MS-DOS, and Windows based on it (from 1.01 to ME):

  • CLI , with GUI as a bolt on add on with Windows
    • Vanilla MS-DOS is a pure CLI.
    • Early versions of Windows were simply graphical environments added on to MS-DOS, or later integrated with it. These versions included a program called MS-DOS Prompt to create CLI shells.
  • Single-user. Some versions allowed multiple user accounts, but were unable to allow them to be logged in simultaneously.
  • MS-DOS cost money back in the day, and is typically no longer sold in stores.
    • MS-DOS software is sometimes compatible with other DOS operating systems, some of which are still developed to this day.
  • Security issues, general obsolescence, and a lack of network focus make MS-DOS a terrible server or even networked operating system. MS-DOS can still work fine on offline machines.

Windows NT[edit | edit source]

Windows NT (Windows NT 3.x – 11):

  • GUI with de-emphasized CLI.
    • Most tasks in Windows are performed using the GUI.
    • CLI environments such as the basic Run and Command Prompt applications are typically included.
    • More recent versions of Windows offer the more advanced and capable Power Shell application.
  • Multi-user (here the user folders are encrypted, so you can't get access to others' folders without proper permission)
  • You typically have to pay for it, or be eligible for special promotions or offers.
  • There are server and desktop versions. There are further sub versions which target different market segments.

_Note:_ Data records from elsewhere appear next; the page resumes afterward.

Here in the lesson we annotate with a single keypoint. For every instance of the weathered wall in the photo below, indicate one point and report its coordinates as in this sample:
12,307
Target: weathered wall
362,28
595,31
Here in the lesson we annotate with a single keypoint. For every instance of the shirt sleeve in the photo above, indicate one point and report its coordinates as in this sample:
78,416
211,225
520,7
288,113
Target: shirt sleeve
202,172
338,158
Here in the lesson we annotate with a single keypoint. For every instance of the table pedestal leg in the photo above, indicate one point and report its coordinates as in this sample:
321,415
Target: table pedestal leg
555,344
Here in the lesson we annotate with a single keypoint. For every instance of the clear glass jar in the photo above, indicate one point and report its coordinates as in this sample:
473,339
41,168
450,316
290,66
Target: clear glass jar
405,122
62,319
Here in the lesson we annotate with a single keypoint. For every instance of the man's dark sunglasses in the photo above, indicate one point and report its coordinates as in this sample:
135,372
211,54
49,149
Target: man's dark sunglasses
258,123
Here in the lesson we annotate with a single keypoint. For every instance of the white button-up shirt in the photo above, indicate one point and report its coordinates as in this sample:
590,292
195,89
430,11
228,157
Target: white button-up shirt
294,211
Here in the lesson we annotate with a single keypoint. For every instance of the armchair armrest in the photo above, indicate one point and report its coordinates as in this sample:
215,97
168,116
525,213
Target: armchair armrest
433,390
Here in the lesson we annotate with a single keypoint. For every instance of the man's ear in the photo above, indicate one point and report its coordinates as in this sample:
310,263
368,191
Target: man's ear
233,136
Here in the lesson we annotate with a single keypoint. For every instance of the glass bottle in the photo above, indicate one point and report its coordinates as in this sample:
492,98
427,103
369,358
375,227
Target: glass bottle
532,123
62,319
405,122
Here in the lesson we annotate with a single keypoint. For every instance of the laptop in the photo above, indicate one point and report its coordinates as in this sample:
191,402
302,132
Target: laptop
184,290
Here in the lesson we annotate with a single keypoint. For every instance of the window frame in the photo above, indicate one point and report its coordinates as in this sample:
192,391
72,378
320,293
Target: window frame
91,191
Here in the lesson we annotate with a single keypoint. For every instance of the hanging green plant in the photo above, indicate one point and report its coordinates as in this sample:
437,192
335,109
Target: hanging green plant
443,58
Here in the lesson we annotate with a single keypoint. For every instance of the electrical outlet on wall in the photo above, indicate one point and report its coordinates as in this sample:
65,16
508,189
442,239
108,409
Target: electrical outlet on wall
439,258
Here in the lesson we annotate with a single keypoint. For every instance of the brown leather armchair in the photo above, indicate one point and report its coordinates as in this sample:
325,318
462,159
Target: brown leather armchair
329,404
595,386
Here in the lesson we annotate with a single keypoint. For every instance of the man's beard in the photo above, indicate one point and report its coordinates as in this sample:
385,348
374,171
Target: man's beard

Unix and Compatibles[edit | edit source]


  • CLI with optional GUI.
    • Some Distros are CLI only, especially those intended to be used on servers or embedded devices.
    • Most desktop distributions use a GUI by default with a de-emphasized CLI. Others try to strike a balance between the two.
  • Multi-user, so multiple user can be on the network, the folders can be encrypted, permissions can be set, widely customizable (both program- and interface-wise).
  • It's free as in freedom, and often free as in beer so you don't typically have to pay for it.
    • Most distributions are free.
    • For some enterprise distributions, such as Red Hat Enterprise Linux, you pay to get it directly from the company that makes it, and to get support.
  • There are server and desktop oriented distributions.


  • The BSD family includes a number of open source operating systems, as well as closed source operating systems.
  • There are a number of proprietary UNIX operating systems, such as Solaris (A direct UNIX descendent) and MacOS (Related to BSD).

Other: There are a few other UNIX-like operating systems you may read about while studying Linux

  • GNU Operating System - Many coreutils for Linux originated here.
  • MINIX - Important influence in the history of Linux, and still used in some applications.